René Nyffenegger's collection of things on the web
René Nyffenegger on Oracle - Most wanted - Feedback -
 

A transaction in Oracle

All changes of data in an Oracle database can only be done within a transaction. A transaction must either be committed or rolled back.
Data changed within a transaction is not visible to another session until it is commited.

Ending a transaction

A transaction is ended either by a commit or a rollback.

Commit

If the transaction is commited, the database ensures that the modified data can always be found, even if the database or the hard disk crashes. Of course, for the latter to be true, a decent backup and recovery concept must be in place.
See also commit [sql].

Rollback

If a transaction is rolled back, the database system ensures that no trace of the modified data will be found, that is, the database behaves as though the transaction had never been started.
Oracle uses undo to execute a rollback.

Rollback segments

Rollback segments serve two purposes: a) It makes it possible to rollback changes and b) it makes it possible for other sessions to read the befor-data of data that a session is changing.
Whenever a session changes data on an database block, oracle creates a rollback entry in a rollback segment. Such a rollback entry consists of the original data (that is, how the db block looked like before the update), a block address, a datafile number, a transction id and the transaction's status (active or commited).

The role of SCNs

Whenever someone starts a query, there is a current system SCN, say 490249. Now, every block's SCN is compared to 490249.
If this blocks SCN is grater this 490249 (that is, the block has been changed since the query began), Oracle looks for a block that was actual with SCN 490249. This is a consistent get.

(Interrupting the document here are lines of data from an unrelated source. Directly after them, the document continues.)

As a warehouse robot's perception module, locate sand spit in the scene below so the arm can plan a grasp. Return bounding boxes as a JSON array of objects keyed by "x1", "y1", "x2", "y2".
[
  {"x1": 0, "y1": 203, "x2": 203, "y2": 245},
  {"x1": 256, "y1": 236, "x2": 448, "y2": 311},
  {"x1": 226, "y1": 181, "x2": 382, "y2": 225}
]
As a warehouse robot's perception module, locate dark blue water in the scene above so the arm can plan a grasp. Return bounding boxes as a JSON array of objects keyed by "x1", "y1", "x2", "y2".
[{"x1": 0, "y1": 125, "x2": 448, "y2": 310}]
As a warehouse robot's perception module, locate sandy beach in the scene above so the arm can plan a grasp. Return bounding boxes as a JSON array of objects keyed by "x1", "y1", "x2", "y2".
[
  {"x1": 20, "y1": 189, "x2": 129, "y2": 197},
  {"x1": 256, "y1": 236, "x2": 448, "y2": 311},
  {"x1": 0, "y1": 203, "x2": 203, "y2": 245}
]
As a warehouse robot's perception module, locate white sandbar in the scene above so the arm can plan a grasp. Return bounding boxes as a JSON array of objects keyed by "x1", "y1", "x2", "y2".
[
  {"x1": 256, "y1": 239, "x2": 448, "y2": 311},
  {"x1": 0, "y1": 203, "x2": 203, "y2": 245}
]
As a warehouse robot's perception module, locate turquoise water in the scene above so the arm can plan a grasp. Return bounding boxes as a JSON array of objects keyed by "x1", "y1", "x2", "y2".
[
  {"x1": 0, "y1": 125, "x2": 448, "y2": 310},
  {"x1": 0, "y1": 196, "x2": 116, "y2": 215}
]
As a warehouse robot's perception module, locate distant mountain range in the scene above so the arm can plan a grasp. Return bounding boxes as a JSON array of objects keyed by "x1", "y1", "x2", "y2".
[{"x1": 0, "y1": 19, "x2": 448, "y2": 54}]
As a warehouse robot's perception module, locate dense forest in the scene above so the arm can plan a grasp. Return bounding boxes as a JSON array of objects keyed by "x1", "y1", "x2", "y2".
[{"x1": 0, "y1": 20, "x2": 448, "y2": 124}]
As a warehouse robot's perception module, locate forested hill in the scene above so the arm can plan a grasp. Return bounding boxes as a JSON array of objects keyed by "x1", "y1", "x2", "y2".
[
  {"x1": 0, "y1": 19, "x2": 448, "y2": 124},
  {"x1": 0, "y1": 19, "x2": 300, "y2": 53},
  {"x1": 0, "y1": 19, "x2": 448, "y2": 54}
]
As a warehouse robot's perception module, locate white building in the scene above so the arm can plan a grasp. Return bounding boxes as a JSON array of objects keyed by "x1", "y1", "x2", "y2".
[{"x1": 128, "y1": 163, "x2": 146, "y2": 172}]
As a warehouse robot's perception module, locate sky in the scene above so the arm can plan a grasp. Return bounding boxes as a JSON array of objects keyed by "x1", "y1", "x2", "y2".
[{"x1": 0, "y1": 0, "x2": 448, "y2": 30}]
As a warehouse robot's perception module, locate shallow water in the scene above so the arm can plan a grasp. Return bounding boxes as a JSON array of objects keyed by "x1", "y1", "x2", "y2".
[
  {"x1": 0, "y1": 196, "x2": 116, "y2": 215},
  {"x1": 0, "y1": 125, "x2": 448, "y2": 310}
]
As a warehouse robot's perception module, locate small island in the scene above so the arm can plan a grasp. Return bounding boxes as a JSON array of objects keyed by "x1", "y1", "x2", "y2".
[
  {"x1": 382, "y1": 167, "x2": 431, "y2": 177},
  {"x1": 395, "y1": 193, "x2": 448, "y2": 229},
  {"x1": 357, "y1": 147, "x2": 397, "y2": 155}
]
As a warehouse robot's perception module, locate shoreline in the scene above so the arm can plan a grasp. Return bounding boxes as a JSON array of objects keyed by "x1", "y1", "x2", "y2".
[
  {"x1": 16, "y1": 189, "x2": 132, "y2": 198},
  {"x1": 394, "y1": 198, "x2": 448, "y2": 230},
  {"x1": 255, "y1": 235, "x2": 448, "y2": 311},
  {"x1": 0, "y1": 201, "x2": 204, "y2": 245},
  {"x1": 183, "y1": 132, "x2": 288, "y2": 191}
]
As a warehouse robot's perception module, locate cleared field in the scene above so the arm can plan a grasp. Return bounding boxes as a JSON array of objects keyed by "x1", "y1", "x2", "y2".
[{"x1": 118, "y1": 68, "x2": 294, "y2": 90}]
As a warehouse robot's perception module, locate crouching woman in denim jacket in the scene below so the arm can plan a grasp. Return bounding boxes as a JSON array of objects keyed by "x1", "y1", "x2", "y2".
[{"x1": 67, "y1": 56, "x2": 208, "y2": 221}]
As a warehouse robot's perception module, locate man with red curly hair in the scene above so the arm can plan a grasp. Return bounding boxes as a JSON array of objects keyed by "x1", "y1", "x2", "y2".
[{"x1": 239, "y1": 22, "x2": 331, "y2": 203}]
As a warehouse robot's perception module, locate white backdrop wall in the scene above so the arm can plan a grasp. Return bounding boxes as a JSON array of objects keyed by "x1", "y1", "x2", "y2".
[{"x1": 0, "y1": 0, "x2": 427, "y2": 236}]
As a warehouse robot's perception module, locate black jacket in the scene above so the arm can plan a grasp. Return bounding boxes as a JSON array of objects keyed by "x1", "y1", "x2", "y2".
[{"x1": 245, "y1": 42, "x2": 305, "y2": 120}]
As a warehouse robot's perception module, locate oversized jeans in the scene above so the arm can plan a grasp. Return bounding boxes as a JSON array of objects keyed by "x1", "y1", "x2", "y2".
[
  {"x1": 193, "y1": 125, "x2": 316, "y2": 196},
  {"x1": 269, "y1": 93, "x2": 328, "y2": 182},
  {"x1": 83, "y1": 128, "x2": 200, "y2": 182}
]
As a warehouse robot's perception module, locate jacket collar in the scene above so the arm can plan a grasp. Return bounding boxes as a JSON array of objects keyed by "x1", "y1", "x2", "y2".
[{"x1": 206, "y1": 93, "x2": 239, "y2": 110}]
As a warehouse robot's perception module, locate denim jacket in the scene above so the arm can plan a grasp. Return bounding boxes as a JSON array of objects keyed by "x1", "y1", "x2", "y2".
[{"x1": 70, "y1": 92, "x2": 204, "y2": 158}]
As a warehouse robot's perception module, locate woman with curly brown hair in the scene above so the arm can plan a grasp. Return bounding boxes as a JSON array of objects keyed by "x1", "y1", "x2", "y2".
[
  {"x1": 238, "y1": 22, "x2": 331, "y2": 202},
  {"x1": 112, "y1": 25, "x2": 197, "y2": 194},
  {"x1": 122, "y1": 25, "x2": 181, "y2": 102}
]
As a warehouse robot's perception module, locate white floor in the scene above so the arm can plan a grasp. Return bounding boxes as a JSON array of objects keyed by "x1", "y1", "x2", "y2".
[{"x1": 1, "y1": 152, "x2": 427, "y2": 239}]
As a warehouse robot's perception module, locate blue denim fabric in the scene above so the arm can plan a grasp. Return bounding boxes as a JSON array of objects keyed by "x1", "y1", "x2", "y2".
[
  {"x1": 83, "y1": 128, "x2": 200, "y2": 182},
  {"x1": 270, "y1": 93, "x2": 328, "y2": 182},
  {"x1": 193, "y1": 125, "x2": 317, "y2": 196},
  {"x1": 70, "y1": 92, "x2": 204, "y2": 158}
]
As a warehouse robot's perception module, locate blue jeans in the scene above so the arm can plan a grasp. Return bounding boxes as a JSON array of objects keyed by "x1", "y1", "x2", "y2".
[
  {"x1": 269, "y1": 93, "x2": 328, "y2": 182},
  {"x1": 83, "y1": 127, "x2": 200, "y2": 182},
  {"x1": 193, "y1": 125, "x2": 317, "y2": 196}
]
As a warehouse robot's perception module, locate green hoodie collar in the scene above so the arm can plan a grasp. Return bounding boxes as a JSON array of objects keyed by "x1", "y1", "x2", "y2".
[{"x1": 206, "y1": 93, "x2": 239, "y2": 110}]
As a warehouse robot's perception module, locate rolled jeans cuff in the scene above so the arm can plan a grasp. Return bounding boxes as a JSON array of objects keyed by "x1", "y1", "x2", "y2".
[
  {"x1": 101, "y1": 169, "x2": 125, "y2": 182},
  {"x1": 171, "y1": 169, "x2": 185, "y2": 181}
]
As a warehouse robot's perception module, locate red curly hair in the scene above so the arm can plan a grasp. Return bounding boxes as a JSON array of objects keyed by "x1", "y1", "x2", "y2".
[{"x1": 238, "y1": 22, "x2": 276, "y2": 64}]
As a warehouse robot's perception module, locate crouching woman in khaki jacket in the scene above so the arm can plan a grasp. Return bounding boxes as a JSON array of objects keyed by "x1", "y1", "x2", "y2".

The beauty of transactions

A commit executed too early can have distasterous effects: Assume you need to transfer $1500 from bank account 70-490930.1 to 70-909249.1. Then the following approach is very, very dangerous:
update cust_accounts
  set balance = balance - 1500
where
  account_no = '70-490930.1';

commit;

update cust_accounts
  set balance = balance + 1500
where
  account_no = '70-909249.1';

commit;
Further, assume, that the programm doing this transactions crashes somewhere between the first commit and the second commit. In this case, account 70-490930.1 will be deducted by $1500 but the money is lost.
This is where the beauty of transactions come into play. If you leave the first commit out, everything is save. The program may crash if it wishes, still it is guaranteed that there is no loss of money.